People are pretty ready to sign up for that, actually.
[00:21:21] Peter Beaudoin: Yeah. And it is, people are looking for solutions to some of this where, and, you know, the, the Canadian expression of side of your desk is if you're going to have a project on the side of your desk, how can you do it the most effectively? And I found Strategic Doing gives you that opportunity of a mechanism to go spend a little bit of time.
And create outcomes right across the ecosystem. So, no, that's good. So I just wanted to ask, like, so the course itself, I mean, for the listeners who are interested to know, I mean, the course itself is, you know, is available for people who want to sign up for the course. Correct? I mean, there, you can take it. It's virtual, it's available.

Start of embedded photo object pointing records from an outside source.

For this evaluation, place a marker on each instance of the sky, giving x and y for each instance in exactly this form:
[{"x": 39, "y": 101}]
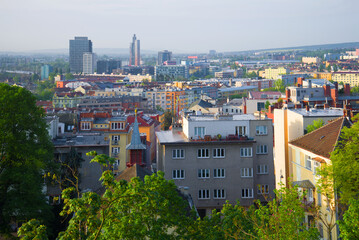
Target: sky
[{"x": 181, "y": 26}]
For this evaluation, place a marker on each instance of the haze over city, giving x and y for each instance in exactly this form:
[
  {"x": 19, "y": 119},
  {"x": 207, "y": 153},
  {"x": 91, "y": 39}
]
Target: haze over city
[{"x": 182, "y": 26}]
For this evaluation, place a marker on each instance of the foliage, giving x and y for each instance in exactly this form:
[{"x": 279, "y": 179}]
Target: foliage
[
  {"x": 149, "y": 209},
  {"x": 349, "y": 226},
  {"x": 346, "y": 163},
  {"x": 25, "y": 152},
  {"x": 316, "y": 124}
]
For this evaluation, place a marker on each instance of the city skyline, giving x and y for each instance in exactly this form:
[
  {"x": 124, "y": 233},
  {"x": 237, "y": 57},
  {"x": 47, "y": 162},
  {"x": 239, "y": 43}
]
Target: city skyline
[{"x": 180, "y": 26}]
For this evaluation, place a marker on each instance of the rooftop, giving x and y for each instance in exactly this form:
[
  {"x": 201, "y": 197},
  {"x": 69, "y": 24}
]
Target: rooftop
[{"x": 318, "y": 112}]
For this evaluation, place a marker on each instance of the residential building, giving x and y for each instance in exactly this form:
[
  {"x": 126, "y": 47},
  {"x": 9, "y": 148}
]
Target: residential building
[
  {"x": 45, "y": 71},
  {"x": 289, "y": 124},
  {"x": 107, "y": 66},
  {"x": 78, "y": 47},
  {"x": 135, "y": 54},
  {"x": 308, "y": 153},
  {"x": 351, "y": 78},
  {"x": 274, "y": 73},
  {"x": 219, "y": 158},
  {"x": 256, "y": 101},
  {"x": 171, "y": 71},
  {"x": 164, "y": 56},
  {"x": 311, "y": 60},
  {"x": 88, "y": 63}
]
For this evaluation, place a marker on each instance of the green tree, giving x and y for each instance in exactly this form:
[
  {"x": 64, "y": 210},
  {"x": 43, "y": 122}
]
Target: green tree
[
  {"x": 149, "y": 209},
  {"x": 316, "y": 124},
  {"x": 69, "y": 76},
  {"x": 25, "y": 152}
]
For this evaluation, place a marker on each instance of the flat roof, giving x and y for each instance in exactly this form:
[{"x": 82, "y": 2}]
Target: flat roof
[{"x": 318, "y": 112}]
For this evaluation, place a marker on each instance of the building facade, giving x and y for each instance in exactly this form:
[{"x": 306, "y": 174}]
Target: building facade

[00:21:56] Liz Nilsen: It's available both virtually and in person these days, now that we're starting to come out of the pandemic, we have, we have both options available.
Okay. So that's, so for those, I guess, and for those listeners who want to know more about the Agile Strategy Lab, or Strategic Doing, what should they do?
Yeah. So they can come to our website, which is AgileStrategyLab.org. And that'll tell them about all the different things we do, which includes Strategic Doing. go beyond that as well. And that's the best way to do that. They can also contact us and say, Hey, I, you know, heard the podcast. I'd like to learn more and we'd be happy to reach out and have a conversation.
[00:22:29] Peter Beaudoin: Great. Okay. Well, look, Liz, I do want to say thanks for your time. I think this was a great discussion today. So again, thanks again.
[00:22:36] Liz Nilsen: Thanks for having me really appreciate it.